Après avoir subi le saccage de manifestants le 1er octobre 2022, l’institut français de Ouaga, celui de Bobo et l’ambassade de France ont mis la clé sous le paillasson. Cette fermeture a sans conteste des répercussions sur plusieurs secteurs de la vie économique du pays, dont le monde culturel. Certains artistes ont confié à Radars Info Burkina que la fermeture de l’institut est certes un manque à gagner, mais n’est pas supérieure à la volonté du peuple burkinabè qui aspire à un changement radical.
L’artiste chanteur Don Sharp de Batoro explique que l’institut français est un cadre d’expression artistique au-delà de la politique. Et pour les artistes burkinabè qui avaient leur programmation à cet institut, c’est un coup dur parce que ces spectacles seront supprimés. « Il y a alors un manque à ce niveau », a-t-il soutenu. L’artiste chanteur Ahmed Awobé partage le même point de vue. Selon lui, plusieurs artistes burkinabè se produisent à l’institut français. Ce qui fait que sa fermeture va beaucoup jouer sur ces derniers. Pour lui, les artistes ont du mal à trouver des plateaux, des cadres d’expression au regard du contexte national et du faible financement des infrastructures culturelles.

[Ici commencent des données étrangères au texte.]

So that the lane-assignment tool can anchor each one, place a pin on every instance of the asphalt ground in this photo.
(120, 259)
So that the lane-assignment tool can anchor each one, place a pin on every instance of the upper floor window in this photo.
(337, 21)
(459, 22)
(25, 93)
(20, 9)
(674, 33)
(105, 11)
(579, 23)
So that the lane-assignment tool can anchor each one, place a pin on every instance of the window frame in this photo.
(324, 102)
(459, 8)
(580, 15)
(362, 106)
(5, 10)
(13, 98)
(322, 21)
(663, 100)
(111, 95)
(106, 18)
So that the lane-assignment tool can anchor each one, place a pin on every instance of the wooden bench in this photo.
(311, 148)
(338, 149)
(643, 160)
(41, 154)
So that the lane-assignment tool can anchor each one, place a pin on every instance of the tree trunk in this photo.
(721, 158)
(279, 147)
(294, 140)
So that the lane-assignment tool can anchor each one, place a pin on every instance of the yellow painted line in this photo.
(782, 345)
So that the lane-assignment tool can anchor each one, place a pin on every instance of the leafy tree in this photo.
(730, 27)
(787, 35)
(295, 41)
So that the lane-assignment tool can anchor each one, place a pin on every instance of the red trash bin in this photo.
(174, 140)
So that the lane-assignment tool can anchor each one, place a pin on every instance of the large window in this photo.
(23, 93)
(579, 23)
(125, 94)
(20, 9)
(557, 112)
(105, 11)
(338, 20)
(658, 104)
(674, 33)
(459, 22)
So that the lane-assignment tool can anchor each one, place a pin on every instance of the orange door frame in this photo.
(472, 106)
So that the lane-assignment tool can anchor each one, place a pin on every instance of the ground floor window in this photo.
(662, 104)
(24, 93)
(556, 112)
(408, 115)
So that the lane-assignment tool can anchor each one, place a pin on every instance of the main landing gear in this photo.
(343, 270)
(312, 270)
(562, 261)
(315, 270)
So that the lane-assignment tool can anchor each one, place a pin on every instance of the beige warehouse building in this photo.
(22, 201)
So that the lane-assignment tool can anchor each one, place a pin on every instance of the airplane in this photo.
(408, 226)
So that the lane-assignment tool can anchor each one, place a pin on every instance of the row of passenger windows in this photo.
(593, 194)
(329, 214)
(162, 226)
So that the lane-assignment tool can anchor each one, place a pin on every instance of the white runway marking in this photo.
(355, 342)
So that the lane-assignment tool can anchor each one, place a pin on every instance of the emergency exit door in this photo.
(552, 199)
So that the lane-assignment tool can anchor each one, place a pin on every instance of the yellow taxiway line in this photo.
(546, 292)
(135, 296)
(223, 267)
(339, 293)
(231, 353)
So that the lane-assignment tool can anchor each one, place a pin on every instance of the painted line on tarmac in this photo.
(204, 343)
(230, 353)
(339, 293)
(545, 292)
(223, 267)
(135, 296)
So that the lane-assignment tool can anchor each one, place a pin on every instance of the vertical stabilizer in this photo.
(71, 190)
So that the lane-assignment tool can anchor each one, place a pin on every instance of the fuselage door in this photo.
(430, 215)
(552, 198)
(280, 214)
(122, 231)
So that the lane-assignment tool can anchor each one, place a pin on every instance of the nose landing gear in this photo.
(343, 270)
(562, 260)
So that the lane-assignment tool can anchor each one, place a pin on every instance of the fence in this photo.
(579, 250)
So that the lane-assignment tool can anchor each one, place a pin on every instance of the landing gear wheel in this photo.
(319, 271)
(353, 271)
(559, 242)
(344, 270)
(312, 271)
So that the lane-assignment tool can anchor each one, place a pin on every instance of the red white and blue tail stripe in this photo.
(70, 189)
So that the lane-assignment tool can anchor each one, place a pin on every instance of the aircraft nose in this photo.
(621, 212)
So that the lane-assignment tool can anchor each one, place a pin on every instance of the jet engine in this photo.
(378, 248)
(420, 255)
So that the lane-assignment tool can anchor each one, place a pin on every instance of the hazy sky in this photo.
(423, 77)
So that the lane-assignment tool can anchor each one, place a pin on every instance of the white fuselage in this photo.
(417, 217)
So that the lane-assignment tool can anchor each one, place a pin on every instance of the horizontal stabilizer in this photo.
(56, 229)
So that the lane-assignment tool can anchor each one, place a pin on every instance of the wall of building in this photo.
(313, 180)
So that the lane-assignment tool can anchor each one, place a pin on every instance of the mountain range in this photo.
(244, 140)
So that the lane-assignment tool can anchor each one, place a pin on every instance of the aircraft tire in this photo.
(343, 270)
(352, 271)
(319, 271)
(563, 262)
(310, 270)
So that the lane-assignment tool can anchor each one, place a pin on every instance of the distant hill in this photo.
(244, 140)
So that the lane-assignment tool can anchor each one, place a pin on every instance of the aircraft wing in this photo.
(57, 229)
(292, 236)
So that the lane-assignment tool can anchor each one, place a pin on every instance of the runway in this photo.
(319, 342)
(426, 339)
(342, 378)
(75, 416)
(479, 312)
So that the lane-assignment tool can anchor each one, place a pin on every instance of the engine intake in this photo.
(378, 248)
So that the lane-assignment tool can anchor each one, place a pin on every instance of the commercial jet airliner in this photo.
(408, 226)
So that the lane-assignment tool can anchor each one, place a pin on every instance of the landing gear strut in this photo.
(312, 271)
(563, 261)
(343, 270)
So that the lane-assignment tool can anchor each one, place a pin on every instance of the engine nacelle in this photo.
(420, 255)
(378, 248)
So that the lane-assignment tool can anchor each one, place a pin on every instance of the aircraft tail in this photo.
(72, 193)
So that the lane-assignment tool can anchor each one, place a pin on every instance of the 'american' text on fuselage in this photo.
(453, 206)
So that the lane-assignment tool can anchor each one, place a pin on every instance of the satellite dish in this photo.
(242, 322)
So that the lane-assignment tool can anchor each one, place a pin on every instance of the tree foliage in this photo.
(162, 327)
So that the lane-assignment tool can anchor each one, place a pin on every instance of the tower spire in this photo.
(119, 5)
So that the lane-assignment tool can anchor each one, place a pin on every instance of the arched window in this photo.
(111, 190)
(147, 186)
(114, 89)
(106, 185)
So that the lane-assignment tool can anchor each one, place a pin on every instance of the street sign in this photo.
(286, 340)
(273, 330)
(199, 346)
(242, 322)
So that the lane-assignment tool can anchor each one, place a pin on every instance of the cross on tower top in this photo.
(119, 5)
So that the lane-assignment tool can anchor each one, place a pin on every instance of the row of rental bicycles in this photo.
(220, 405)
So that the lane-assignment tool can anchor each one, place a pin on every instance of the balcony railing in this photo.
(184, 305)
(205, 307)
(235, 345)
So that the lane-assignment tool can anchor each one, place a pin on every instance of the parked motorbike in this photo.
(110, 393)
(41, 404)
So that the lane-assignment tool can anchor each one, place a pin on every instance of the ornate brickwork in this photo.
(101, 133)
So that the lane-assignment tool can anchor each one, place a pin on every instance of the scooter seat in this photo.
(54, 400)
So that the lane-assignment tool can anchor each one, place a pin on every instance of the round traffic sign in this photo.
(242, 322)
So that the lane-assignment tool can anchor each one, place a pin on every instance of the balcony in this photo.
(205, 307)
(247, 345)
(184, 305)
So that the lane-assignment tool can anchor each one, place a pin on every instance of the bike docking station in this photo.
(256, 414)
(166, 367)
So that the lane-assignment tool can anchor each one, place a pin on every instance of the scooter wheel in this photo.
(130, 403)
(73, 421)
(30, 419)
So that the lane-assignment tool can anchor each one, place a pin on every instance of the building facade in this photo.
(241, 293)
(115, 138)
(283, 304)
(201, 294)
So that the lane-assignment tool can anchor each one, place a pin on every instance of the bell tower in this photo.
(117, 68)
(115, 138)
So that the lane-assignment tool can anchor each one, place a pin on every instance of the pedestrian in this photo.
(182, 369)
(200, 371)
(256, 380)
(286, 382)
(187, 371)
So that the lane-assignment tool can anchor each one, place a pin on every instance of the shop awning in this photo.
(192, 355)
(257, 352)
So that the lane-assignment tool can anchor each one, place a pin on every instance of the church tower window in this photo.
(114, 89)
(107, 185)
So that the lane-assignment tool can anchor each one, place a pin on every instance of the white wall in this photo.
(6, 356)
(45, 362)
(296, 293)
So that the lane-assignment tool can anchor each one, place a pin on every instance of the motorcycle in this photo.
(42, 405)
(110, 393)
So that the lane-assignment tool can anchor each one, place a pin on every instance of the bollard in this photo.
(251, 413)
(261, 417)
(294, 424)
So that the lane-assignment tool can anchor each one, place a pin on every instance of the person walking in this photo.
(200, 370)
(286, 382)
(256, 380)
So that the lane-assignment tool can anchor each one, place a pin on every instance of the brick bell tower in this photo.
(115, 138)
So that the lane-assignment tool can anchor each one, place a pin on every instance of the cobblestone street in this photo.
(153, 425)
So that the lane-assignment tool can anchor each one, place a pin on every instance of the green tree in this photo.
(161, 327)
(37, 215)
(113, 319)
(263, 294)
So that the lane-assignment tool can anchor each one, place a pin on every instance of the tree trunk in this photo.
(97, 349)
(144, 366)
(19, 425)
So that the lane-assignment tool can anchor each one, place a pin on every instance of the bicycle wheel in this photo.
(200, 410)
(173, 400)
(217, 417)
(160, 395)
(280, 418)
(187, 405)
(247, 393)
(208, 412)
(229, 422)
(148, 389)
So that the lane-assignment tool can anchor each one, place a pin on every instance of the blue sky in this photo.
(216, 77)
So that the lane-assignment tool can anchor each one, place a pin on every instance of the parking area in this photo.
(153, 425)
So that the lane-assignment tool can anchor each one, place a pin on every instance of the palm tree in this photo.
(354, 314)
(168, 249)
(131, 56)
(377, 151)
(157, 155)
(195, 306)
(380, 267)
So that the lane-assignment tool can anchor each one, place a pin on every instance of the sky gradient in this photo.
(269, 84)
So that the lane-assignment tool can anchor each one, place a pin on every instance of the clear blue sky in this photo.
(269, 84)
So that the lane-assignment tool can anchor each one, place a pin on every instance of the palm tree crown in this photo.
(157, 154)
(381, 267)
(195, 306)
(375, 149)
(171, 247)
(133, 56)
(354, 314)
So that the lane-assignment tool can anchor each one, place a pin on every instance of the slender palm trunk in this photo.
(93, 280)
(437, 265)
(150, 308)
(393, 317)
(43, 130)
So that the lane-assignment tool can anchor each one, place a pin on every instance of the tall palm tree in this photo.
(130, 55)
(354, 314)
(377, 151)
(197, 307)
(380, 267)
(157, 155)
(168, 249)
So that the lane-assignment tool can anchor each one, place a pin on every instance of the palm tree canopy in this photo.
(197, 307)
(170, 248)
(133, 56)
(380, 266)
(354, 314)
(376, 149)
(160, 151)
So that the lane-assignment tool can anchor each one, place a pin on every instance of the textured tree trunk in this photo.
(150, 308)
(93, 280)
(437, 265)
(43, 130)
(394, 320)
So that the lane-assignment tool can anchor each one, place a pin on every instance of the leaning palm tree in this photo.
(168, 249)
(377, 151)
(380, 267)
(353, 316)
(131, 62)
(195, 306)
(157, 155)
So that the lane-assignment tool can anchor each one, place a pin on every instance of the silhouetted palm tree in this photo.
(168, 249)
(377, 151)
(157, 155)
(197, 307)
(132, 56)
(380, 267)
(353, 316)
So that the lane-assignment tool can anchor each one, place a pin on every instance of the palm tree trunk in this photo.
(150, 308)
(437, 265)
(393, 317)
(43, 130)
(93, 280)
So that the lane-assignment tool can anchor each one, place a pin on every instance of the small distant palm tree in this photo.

Qu’est-ce que cet institut offrait aux acteurs culturels burkinabè ? « C’est juste le cadre d’expression », répond Don Sharp de Batoro. « Et c’est un cadre qui permet aussi aux artistes d’avoir des relations extérieures et donc des opportunités en dehors du Burkina », a-t-il poursuivi. Mais, précise-t-il, « ce n’est pas l’unique cadre, bien évidemment ». Sur le sentiment qu’il éprouve face à la fermeture de cet institut, Ahmed Awobé déclare : « Si le centre est fermé, bien évidemment on n’est pas content de cela mais c’est une réaction du peuple que personne ne peut maîtriser. Depuis longtemps c’est le système de la France qui fait que les gens sont de plus en plus hostiles à ce pays. Ce n’est pas envers les Français et, Dieu merci, les gens ont toujours su faire cette différence ». Si Awobé Ahmed s’indigne de cette fermeture, ce n’est point parce qu’il estime que l’institut français est le seul ou le cadre par excellence d’expression pour les artistes burkinabè. « Il y a le CENASA, l’institut burkinabè, qui accueillait pas mal d’artistes burkinabè et plein d’autres salles dans la ville de Ouagadougou et à travers le pays. Mais c’est toujours un cadre de moins », s’explique-t-il.
Comme lui, R-Paall, à l’état civil Sawadogo Rawal, n’est pas content de la situation. « On n’est pas content qu’on aille brûler quoi que ce soit mais il faut aussi comprendre les frustrations du peuple. Depuis combien de temps il vit dans des problèmes comme la pauvreté, la famine et maintenant l’insécurité, alors que la France est omniprésente dans sa vie ?» s’interroge-t-il. H-Massé abonde dans le même sens. « Quand on dit qu’un pays est souverain et c’est l’ancien colon qui a toujours sa main dans tous les aspects de votre politique, ça révolte. Donc si les gens s’en sont pris à l’ambassade ou à l’institut français, c’est la France même qu’ils visent. C’est parce qu’ils ne peuvent pas avoir la France elle-même », affirme-t-il. Pour H-Massé, la situation est déplorable mais est un appel aux Africains à s’assumer. « Si la France, qui est à des milliers de kilomètres, a son institut ici et que le Burkina lui-même n’a pas d’institut, cela nous interpelle en tant que pays souverain. Sinon, ce n’est pas bien de brûler, mais ça doit servir à quelque chose dans notre combat actuel », a-t-il déclaré.